Maytansine, a potent clinically evaluated plant-derived anti-
tumor drug, and its microbial counterpart, ansamitocin P-3, showed a substantially higher cytoxicity than many other anti-
tumor drugs. Owing to a shortage of material and lack of sufficiently sensitive analytical methods at the time, no metabolism studies were apparently carried out in conjunction with the initial preclinical and clinical studies on
maytansine, but some products of decomposition during the period of storage of the formulated
drug were reported. In the current study, the in vitro metabolism of
maytansine and ansamitocin P-3 was studied after incubation with rat and human liver microsomes in the presence of
NADPH, and with rat and human plasma and whole blood, using liquid chromatography/multi-stage mass spectrometry. Unchanged ansamitocin P-3 and 11 metabolites and unchanged
maytansine and seven metabolites were profiled and the structures of some metabolites were tentatively assigned based on their multi-stage electrospray ion-trap mass fragmentation data and in some cases accurate mass measurement. The major pathway of ansamitocin P-3 metabolism in human liver microsomes appears to be demethylation at C-10. Oxidation and sequential oxidation/demethylation also occurred, although to a lesser extent.
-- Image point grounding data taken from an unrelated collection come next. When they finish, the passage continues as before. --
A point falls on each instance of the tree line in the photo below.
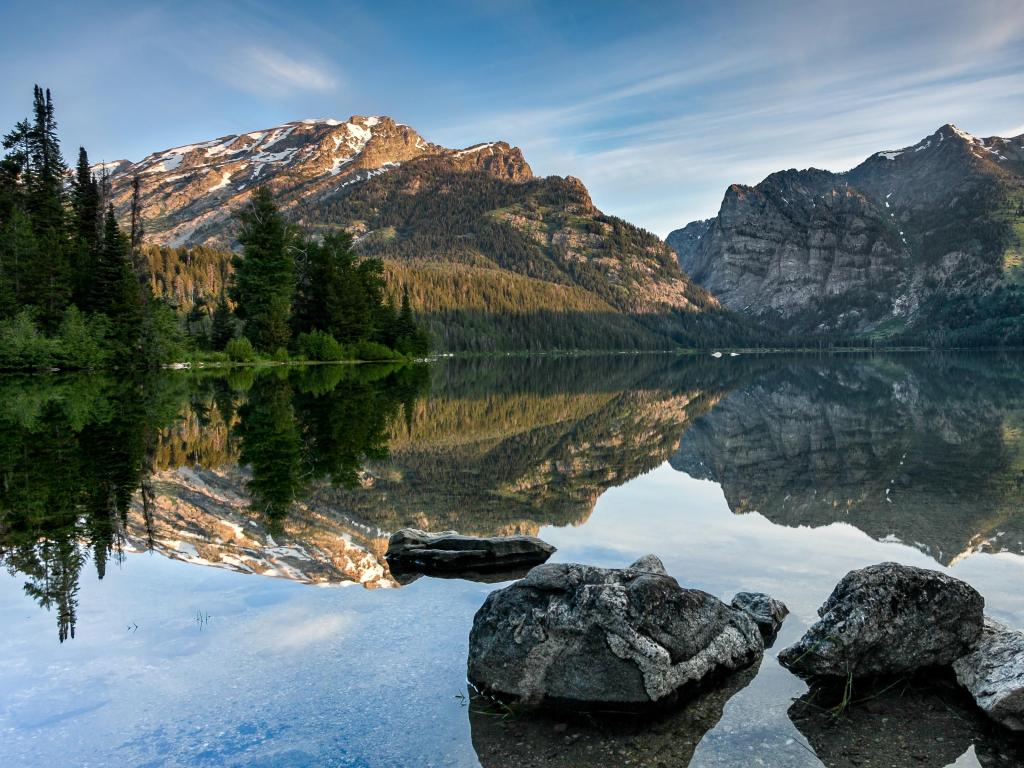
(78, 291)
(72, 290)
(313, 296)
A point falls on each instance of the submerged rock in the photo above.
(767, 612)
(583, 637)
(889, 620)
(993, 673)
(538, 739)
(412, 550)
(915, 724)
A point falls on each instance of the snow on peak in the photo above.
(475, 148)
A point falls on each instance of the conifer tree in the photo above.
(263, 283)
(85, 210)
(222, 327)
(114, 288)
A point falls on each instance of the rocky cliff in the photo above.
(884, 248)
(878, 444)
(481, 242)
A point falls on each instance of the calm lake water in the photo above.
(194, 569)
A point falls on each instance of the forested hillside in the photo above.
(493, 258)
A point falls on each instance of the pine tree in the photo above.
(114, 288)
(406, 326)
(17, 254)
(137, 228)
(85, 210)
(263, 283)
(222, 328)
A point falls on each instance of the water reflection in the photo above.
(504, 737)
(303, 473)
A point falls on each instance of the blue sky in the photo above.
(656, 107)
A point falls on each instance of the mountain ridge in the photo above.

However, the major pathway of
maytansine metabolism in human liver microsomes is N-demethylation of the methylamide of the
ester moiety. Several minor pathways including O/N-demethylation, oxidation and hydrolysis of the
ester bond were also observed. There were no differences in
maytansine metabolism between rat and human liver microsomes; however, the rate of metabolism of ansamitocin P-3 was different in rat and human liver microsomes. About 20% of ansamitocin P-3 was converted to its metabolites in rat liver microsomes and about 70% in human liver microsomes under the same conditions. Additionally, 10-O-demethylated ansamitocin P-3 was also detected in the urine after i.v. bolus administration of ansamitocin P-3 to Sprague-Dawley male rats. No metabolites were detected following incubation of
maytansine and ansamitocin P-3 with human and rat whole blood and plasma.